Em entrevista exclusiva ao R7, Figer dá uma receita para os dirigentes no Brasil, que, para ele, não se organizam como deveriam para trazer verbas e, desta maneira, podem levar o futebol brasileiro para o buraco. 


R7 – Atualmente existem muitos agentes no mercado, numa situação bem diferente do momento em que o sr. iniciou, em 1970. O sr. considera isso benéfico para o futebol?

Juan Figer – Sem dúvida que sim. Não tenho problema com nenhum deles. Os novos agentes colaboram para dar um suporte aos jogadores. Praticamente todos os jogadores têm agentes hoje em dia, algo que antigamente não acontecia. Isto facilita porque o agente tem mais senso profissional e dá mais condições para que o futebol se desenvolva como um todo.


R7 –A nova legislação da Fifa, proibindo a participação de terceiros na aquisição de direitos federativos dos jogadores trará alguma mudança para o sr. ?

Figer – Para mim não muda absolutamente nada. Quando comecei a trabalhar neste ramo em 1970 eu já vislumbrava quais deveriam ser minhas atribuições e minha forma de atuação. Eu nunca adquiri nenhum direito econômico ou financeiro de jogador de futebol. Sempre foram os clubes que fizeram isto em minhas negociações.


R7 – Esta questão aliás já foi motivo de várias acusações contra o sr., como na CPI da Nike, em 2001, e, recentemente, em relação à transação de Hulk para a Europa. Foram utilizados clubes do Uruguai, como Central Espanhol e Rentistas, para comprarem parte dos direitos do jogador e depois revendê-los. O sr. é proprietário ou tem alguma participação nestes clubes?

Figer – Não sou proprietário de nenhum clube nem tenho participação econômica ou financeira ou de qualquer natureza em nenhuma agremiação. Quando eu comecei a atuar no futebol, não inventei nada. Copiei o que estava estabelecido pela Federação Italiana de Futebol, que não só autoriza, como é estabelecida pela Liga Italiana a co-propriedade de jogadores. Já me preocupava em ver como era o futebol em geral, não só na América do Sul, onde se iniciaram os meus negócios. 

R7 – Como o sr. vê a globalização do futebol hoje?

Figer – Sempre existiu a globalização. Hoje está maior porque há uma tecnologia em comunicação bem mais evoluída.

R7 – Esta nova legislação não vai prejudicar os clubes que não tinham recursos para contratar jogadores?

Figer - Vai beneficiar. Esta nova legislação vai fazer os clubes se organizarem melhor. Em lugar de jogar o estatuto no lixo, vão ter de ler, pois até hoje não estão bem informados do que pode e do que não pode. Será sempre permitido que dois clubes contratem um jogador em co-propriedade. Ele pode jogar em um ou em outro. Agora, um jogador não pode atuar por uma empresa, fundo ou banco. É uma co-propriedade que não tem sentido. Isso é especulação e é contra este tipo de vínculo que a nova legislação atua.

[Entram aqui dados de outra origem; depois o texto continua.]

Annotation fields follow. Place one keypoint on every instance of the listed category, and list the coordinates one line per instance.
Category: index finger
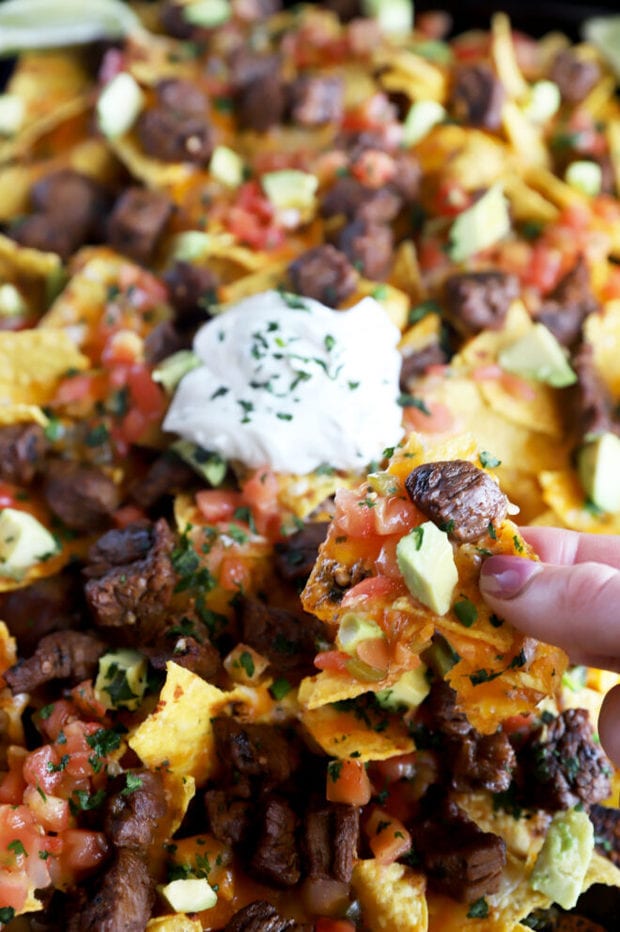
(565, 548)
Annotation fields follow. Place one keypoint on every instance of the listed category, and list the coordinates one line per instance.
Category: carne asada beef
(52, 603)
(316, 100)
(167, 475)
(258, 90)
(478, 96)
(457, 496)
(330, 840)
(574, 75)
(229, 818)
(83, 497)
(191, 290)
(131, 819)
(297, 554)
(593, 405)
(567, 306)
(135, 596)
(479, 301)
(262, 917)
(63, 655)
(415, 364)
(22, 452)
(177, 128)
(137, 223)
(275, 859)
(369, 247)
(350, 198)
(606, 822)
(323, 273)
(253, 755)
(199, 656)
(562, 766)
(123, 899)
(287, 639)
(460, 860)
(67, 211)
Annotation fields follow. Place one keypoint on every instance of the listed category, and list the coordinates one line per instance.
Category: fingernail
(506, 577)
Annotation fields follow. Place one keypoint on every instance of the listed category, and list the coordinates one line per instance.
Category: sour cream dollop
(288, 383)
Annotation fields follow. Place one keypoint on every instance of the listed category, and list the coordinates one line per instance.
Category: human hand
(571, 599)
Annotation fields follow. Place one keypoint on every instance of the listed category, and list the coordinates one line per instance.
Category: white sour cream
(288, 383)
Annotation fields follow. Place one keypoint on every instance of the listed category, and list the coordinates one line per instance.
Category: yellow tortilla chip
(342, 733)
(32, 362)
(563, 493)
(178, 735)
(392, 896)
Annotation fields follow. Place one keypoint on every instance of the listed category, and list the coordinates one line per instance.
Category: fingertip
(609, 725)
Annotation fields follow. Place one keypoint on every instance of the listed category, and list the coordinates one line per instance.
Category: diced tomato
(438, 420)
(348, 782)
(333, 660)
(235, 574)
(218, 504)
(387, 836)
(260, 492)
(373, 587)
(333, 925)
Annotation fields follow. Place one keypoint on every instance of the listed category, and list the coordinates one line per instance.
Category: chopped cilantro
(466, 612)
(479, 909)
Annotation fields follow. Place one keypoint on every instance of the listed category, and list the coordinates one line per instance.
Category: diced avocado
(290, 189)
(207, 13)
(226, 166)
(11, 114)
(480, 226)
(585, 176)
(392, 15)
(171, 370)
(210, 466)
(426, 560)
(598, 465)
(563, 860)
(121, 680)
(407, 692)
(355, 628)
(24, 541)
(189, 894)
(543, 101)
(422, 116)
(119, 105)
(11, 302)
(537, 355)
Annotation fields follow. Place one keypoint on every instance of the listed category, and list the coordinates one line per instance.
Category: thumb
(574, 607)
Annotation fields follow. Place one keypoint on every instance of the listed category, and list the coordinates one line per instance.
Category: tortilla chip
(563, 493)
(177, 923)
(392, 896)
(178, 735)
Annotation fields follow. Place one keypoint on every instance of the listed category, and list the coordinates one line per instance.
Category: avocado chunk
(290, 189)
(226, 166)
(598, 466)
(585, 176)
(481, 225)
(24, 541)
(407, 692)
(121, 680)
(119, 105)
(537, 355)
(189, 894)
(171, 370)
(354, 629)
(426, 560)
(563, 860)
(422, 116)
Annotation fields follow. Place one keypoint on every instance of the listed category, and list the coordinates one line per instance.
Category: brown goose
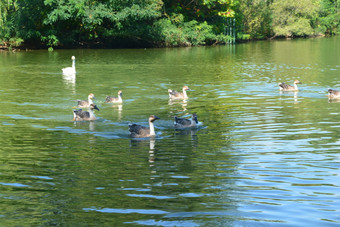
(86, 103)
(287, 87)
(333, 94)
(181, 123)
(80, 115)
(173, 94)
(111, 99)
(139, 131)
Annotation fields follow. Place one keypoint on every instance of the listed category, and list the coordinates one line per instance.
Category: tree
(255, 18)
(329, 17)
(294, 18)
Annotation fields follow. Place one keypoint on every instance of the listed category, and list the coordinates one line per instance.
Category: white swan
(70, 70)
(80, 115)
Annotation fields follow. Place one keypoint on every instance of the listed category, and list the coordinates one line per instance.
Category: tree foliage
(141, 23)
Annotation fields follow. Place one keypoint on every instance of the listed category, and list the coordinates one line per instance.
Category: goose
(139, 131)
(287, 87)
(181, 123)
(173, 94)
(86, 103)
(333, 94)
(80, 115)
(111, 99)
(70, 70)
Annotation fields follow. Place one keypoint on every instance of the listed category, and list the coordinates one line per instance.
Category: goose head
(153, 118)
(93, 107)
(186, 88)
(91, 96)
(194, 117)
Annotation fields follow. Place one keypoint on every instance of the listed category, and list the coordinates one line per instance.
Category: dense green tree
(255, 17)
(141, 23)
(294, 18)
(101, 20)
(329, 17)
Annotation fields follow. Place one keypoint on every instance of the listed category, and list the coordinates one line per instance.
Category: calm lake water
(260, 157)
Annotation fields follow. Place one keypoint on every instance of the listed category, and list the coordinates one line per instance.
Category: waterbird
(173, 94)
(112, 99)
(80, 115)
(333, 94)
(70, 70)
(86, 103)
(287, 87)
(139, 131)
(181, 123)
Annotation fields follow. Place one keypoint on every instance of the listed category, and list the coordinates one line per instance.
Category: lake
(260, 157)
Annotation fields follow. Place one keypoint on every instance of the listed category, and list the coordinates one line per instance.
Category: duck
(173, 94)
(287, 87)
(86, 103)
(333, 94)
(181, 123)
(80, 115)
(70, 70)
(139, 131)
(111, 99)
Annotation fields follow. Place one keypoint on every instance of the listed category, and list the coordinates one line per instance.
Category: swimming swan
(139, 131)
(173, 94)
(86, 103)
(70, 70)
(80, 115)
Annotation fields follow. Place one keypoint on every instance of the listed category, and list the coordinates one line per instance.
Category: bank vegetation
(160, 23)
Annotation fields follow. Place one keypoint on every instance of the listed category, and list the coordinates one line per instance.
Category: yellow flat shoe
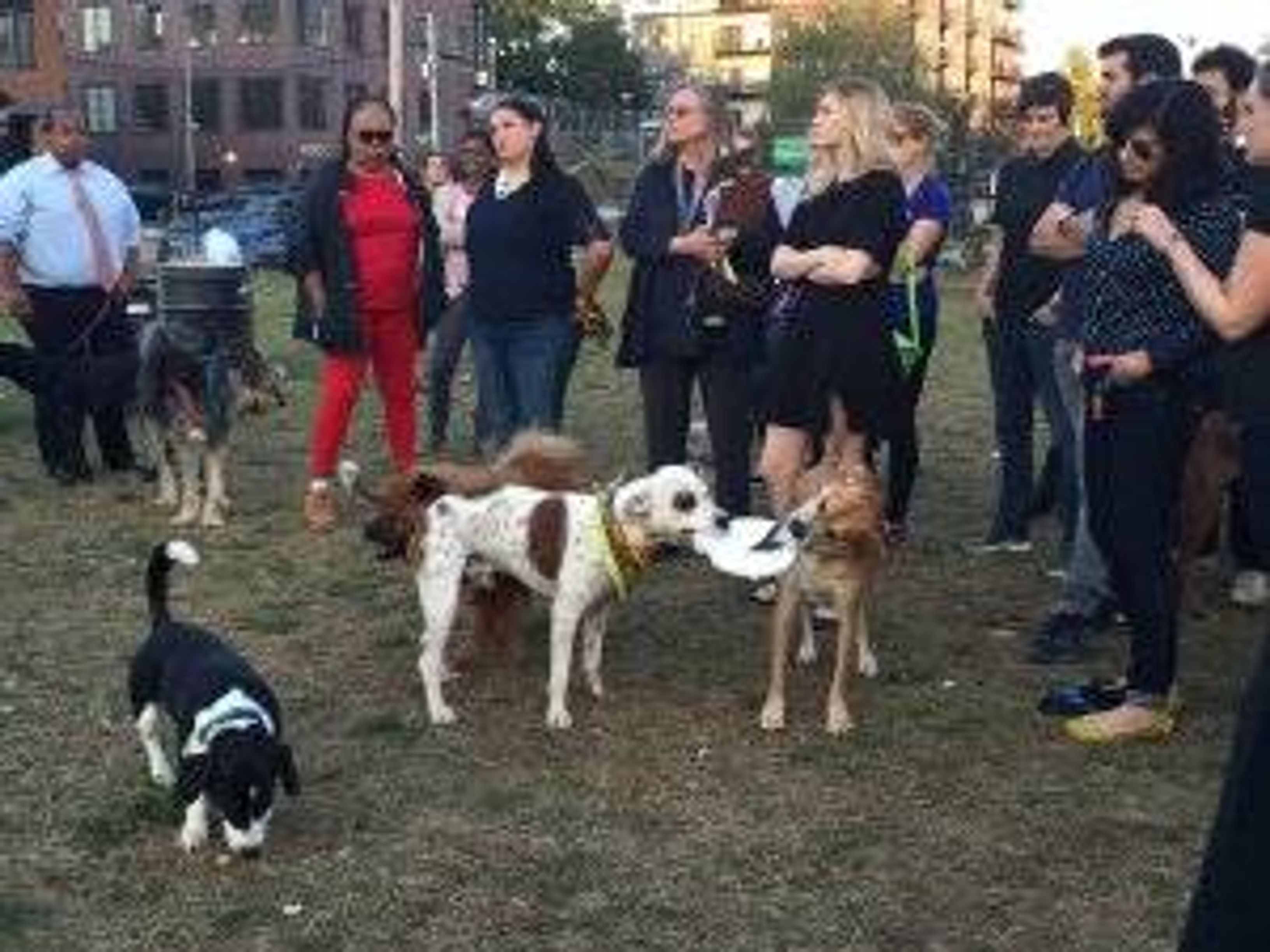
(1122, 724)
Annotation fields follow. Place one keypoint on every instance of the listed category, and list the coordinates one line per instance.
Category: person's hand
(14, 301)
(124, 286)
(983, 304)
(1123, 369)
(700, 244)
(1155, 226)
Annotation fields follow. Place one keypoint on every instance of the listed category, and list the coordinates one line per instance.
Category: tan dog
(400, 522)
(840, 522)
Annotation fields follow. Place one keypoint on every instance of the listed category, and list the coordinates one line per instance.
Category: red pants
(390, 345)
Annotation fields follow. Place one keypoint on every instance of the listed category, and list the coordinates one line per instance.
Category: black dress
(836, 343)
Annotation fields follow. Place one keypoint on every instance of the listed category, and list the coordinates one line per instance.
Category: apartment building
(972, 49)
(32, 63)
(226, 92)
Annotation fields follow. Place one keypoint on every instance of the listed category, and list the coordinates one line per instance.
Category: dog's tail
(162, 559)
(544, 461)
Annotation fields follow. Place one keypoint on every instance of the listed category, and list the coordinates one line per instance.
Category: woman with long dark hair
(1228, 909)
(524, 294)
(369, 264)
(672, 333)
(1146, 359)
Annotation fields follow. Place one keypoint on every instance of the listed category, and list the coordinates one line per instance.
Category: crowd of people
(1127, 294)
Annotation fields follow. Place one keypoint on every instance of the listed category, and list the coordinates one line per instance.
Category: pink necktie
(103, 268)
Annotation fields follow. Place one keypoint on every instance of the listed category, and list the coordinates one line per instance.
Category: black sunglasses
(375, 138)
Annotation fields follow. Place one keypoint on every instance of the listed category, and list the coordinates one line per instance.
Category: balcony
(1010, 37)
(727, 50)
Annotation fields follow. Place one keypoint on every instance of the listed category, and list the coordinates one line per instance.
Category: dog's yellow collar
(623, 560)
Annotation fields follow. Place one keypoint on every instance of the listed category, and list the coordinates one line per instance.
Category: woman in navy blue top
(523, 290)
(671, 231)
(1145, 352)
(1228, 907)
(912, 301)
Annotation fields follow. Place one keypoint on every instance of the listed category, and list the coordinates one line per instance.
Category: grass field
(953, 819)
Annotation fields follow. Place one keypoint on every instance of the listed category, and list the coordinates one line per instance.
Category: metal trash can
(206, 306)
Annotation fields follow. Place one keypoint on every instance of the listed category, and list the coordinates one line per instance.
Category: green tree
(569, 49)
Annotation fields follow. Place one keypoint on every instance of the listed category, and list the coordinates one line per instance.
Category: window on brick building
(148, 24)
(258, 22)
(202, 23)
(152, 111)
(102, 110)
(355, 27)
(97, 26)
(313, 103)
(205, 105)
(261, 105)
(314, 22)
(17, 35)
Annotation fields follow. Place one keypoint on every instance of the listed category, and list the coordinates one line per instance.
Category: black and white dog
(229, 726)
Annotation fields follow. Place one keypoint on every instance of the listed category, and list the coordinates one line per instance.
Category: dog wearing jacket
(229, 725)
(580, 550)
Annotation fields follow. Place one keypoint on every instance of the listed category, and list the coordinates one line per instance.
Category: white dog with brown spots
(582, 551)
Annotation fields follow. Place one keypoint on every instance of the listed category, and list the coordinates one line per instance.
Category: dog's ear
(427, 488)
(191, 779)
(285, 767)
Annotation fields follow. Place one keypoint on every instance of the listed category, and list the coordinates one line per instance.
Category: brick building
(265, 82)
(32, 63)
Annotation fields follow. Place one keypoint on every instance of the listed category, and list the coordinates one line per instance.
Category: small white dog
(580, 550)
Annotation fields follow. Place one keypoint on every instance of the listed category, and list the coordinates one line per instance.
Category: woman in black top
(523, 289)
(671, 233)
(1228, 909)
(836, 360)
(1145, 352)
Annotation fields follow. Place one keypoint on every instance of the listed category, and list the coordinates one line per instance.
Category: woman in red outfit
(370, 268)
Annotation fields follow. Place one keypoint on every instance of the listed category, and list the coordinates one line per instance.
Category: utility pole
(433, 66)
(188, 126)
(396, 59)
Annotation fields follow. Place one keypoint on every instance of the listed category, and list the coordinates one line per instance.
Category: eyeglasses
(1142, 149)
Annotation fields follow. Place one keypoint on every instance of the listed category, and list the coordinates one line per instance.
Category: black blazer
(657, 323)
(322, 244)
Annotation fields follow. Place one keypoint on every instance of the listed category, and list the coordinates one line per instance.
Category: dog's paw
(442, 714)
(212, 517)
(162, 774)
(868, 663)
(193, 836)
(773, 718)
(559, 719)
(838, 720)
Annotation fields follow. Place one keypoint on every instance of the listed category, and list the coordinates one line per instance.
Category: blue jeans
(523, 372)
(1086, 588)
(1023, 355)
(447, 347)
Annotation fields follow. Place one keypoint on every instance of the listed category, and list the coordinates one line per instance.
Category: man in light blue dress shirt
(69, 238)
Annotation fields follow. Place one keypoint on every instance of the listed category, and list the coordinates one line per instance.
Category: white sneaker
(1251, 590)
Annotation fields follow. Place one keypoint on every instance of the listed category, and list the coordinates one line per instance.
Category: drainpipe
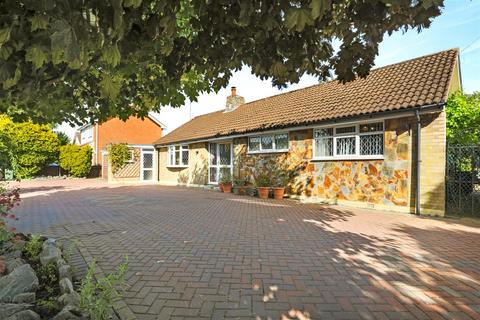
(96, 144)
(419, 162)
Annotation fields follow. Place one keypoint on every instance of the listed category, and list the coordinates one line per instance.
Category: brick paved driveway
(202, 254)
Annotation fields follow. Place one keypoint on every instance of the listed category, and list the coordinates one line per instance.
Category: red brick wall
(132, 131)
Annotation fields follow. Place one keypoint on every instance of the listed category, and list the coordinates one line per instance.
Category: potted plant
(281, 180)
(263, 185)
(226, 183)
(239, 186)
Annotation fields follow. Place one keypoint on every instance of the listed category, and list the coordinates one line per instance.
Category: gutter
(354, 119)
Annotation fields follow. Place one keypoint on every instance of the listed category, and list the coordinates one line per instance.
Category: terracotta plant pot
(241, 190)
(226, 188)
(263, 192)
(278, 193)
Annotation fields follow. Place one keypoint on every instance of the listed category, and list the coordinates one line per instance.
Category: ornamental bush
(119, 154)
(76, 160)
(26, 147)
(463, 118)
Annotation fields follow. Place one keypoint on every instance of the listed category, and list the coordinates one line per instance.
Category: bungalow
(377, 142)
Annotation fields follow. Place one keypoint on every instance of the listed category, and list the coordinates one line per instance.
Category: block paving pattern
(198, 254)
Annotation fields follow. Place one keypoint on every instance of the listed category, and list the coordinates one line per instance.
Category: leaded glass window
(268, 143)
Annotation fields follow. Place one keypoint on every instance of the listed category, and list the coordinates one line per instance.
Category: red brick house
(138, 133)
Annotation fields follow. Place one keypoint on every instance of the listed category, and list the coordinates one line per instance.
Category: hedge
(76, 160)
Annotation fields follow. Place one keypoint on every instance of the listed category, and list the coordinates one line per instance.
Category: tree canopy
(79, 60)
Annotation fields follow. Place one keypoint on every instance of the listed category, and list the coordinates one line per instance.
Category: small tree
(76, 160)
(119, 154)
(463, 118)
(27, 147)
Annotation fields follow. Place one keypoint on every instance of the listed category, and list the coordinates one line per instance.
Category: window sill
(346, 158)
(267, 151)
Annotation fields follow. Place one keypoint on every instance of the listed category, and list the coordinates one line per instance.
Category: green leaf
(132, 3)
(298, 18)
(111, 55)
(5, 52)
(7, 84)
(38, 21)
(37, 56)
(4, 35)
(109, 87)
(319, 7)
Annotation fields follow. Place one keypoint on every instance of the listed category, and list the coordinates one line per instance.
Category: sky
(457, 27)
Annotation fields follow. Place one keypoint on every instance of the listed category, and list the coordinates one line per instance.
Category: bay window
(177, 156)
(357, 141)
(268, 143)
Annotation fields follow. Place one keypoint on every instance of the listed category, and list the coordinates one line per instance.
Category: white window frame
(218, 166)
(274, 149)
(183, 147)
(132, 156)
(357, 135)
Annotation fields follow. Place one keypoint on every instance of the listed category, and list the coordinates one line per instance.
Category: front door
(147, 165)
(220, 162)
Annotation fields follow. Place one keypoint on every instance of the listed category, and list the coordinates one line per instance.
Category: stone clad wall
(378, 182)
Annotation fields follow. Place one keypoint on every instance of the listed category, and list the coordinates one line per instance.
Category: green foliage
(96, 298)
(463, 118)
(33, 247)
(238, 182)
(51, 304)
(76, 160)
(9, 198)
(27, 147)
(226, 178)
(99, 59)
(263, 180)
(63, 138)
(118, 154)
(48, 277)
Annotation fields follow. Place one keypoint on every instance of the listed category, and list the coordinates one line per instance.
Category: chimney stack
(234, 101)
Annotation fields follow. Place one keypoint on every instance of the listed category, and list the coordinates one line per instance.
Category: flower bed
(36, 281)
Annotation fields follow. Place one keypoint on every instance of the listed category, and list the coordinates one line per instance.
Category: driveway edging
(121, 309)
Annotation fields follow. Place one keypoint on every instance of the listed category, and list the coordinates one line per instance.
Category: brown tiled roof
(418, 82)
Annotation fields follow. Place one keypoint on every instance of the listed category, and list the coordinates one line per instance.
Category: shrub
(119, 154)
(226, 178)
(76, 160)
(463, 118)
(96, 298)
(33, 247)
(26, 147)
(263, 180)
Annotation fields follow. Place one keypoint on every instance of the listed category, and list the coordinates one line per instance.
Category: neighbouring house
(136, 132)
(376, 142)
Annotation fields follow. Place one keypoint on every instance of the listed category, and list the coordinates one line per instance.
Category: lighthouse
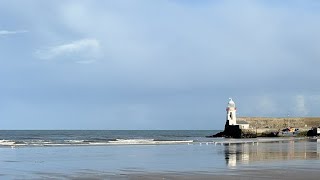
(231, 113)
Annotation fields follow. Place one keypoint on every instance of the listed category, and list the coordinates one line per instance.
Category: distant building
(232, 118)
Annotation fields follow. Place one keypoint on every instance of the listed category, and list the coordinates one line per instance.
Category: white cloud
(300, 108)
(6, 32)
(82, 51)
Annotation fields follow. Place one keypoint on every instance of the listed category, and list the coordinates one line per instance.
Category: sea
(116, 154)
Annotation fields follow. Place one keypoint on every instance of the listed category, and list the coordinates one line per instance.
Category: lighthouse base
(234, 131)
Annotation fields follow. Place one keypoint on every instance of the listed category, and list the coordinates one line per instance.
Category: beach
(208, 158)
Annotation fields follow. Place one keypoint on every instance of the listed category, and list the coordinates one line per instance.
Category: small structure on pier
(234, 128)
(232, 116)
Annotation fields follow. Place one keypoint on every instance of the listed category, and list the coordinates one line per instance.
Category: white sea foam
(146, 142)
(6, 143)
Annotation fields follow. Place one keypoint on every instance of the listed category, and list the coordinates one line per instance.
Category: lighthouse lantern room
(231, 112)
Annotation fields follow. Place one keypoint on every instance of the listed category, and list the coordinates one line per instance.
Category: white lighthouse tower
(231, 112)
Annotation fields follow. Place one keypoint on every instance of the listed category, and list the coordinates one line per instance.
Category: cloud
(300, 108)
(83, 51)
(6, 32)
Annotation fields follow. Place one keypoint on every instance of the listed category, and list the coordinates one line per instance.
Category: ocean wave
(147, 141)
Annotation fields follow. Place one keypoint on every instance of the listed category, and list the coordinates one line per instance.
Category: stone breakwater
(280, 123)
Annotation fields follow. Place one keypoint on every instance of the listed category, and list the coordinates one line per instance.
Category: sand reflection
(245, 153)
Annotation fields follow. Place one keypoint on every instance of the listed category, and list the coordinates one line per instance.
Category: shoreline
(291, 173)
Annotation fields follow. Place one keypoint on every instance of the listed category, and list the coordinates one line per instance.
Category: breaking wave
(91, 142)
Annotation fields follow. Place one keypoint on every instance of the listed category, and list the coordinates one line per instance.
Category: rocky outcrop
(280, 123)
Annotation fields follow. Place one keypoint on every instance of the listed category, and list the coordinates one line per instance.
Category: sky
(161, 64)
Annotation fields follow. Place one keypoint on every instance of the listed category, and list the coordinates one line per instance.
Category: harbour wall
(305, 123)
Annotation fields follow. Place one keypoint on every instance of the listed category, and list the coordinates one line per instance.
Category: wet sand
(289, 159)
(261, 174)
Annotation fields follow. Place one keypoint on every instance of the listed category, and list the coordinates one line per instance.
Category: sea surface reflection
(247, 153)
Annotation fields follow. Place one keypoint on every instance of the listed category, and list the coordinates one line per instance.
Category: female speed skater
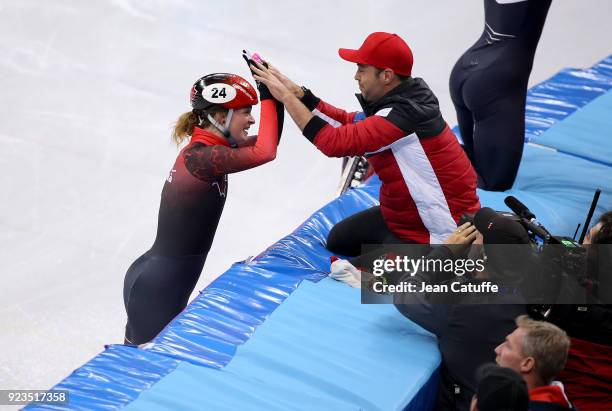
(488, 86)
(158, 284)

R7 – Qual a sua opinião sobre a Lei Pelé, que muitos consideram ter favorecido a atuação dos empresários?

Figer – A Lei Pelé, na verdade é a cópia da Lei Bosman, instaurada na Europa. Também foi uma continuação da Lei Zico. Não é algo adequado para estar direcionado ao futebol brasileiro. É uma mistura completa, uma salada. Pega disposições de determinados países e cada país tem seus próprios problemas de organização. Não se pode comparar o futebol no Brasil, com 200 milhões de habitantes com o uruguaio ou de algum país europeu. Aqui é um continente dividido em 27 estados que não têm poder de resolução.

R7 – Como o sr. vê a organização do futebol brasileiro?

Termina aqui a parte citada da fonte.